I always remember on particular episode: The Navy, at first under Paymaster General Cowie and then under Paymaster General McGowan had started in the previous fall, because they through that things looked like War, and they had made contracts with every known company for supplies and materials of all kinds from steel down to potatoes that we would need in case of war in the Navy.
About four days after the declaration of War, about the tenth of April, I was sent for by Joe Tumulty to come over here to the White House. I came and there was the President, Barney Baruch, the Secretary of War, and the Chief of Staff. The President said, “Roosevelt, I am very sorry but you, in your zeal, you have cornered the market in a great many essential supplies and you have got to give up 50% of it to the Army.” (Laughter)
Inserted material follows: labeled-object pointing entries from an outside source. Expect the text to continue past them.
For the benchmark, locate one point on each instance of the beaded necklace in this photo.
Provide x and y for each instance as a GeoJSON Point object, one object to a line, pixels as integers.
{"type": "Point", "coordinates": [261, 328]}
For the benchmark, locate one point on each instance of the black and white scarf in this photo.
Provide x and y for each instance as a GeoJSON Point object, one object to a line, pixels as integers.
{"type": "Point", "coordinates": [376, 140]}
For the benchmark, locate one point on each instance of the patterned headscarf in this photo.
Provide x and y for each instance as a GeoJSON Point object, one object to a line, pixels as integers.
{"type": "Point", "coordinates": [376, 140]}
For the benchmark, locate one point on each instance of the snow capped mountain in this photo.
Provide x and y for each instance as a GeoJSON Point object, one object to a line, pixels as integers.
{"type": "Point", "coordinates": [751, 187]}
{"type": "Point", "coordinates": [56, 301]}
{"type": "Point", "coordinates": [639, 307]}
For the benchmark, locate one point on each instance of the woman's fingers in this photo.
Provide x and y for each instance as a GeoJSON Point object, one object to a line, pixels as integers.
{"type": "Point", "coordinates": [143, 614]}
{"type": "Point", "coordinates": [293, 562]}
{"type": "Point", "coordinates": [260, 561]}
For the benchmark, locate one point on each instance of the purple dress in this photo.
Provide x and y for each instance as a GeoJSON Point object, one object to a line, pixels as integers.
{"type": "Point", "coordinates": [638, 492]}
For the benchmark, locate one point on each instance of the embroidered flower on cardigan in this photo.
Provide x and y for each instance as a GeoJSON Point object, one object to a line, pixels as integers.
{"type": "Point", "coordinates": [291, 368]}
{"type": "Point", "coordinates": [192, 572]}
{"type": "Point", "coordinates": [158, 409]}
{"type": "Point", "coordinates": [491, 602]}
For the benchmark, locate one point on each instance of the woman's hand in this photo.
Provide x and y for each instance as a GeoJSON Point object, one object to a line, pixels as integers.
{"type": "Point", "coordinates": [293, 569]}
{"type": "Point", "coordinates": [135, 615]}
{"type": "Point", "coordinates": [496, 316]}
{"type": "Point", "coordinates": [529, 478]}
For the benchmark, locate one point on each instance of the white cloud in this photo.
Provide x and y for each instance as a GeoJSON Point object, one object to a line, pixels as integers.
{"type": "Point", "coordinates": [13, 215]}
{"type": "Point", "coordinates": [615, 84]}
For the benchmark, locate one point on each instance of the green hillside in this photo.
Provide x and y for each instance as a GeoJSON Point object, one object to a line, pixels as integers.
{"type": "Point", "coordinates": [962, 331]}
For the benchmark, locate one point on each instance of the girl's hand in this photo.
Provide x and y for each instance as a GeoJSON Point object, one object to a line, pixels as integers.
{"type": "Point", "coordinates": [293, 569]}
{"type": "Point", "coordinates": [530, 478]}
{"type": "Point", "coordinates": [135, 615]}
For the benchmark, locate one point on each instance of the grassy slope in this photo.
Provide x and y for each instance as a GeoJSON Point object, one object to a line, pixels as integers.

The Navy did a great job because actually on the 2nd of April, when the President determined on his message to the Congress, and within a few minutes of the time that we got the flash that he was going to Congress to ask for a declaration of war, we had sent a code telegram to all of these contractors which meant, “Go ahead with that order.”
So today I am feeling very peaceful compared with twenty years ago.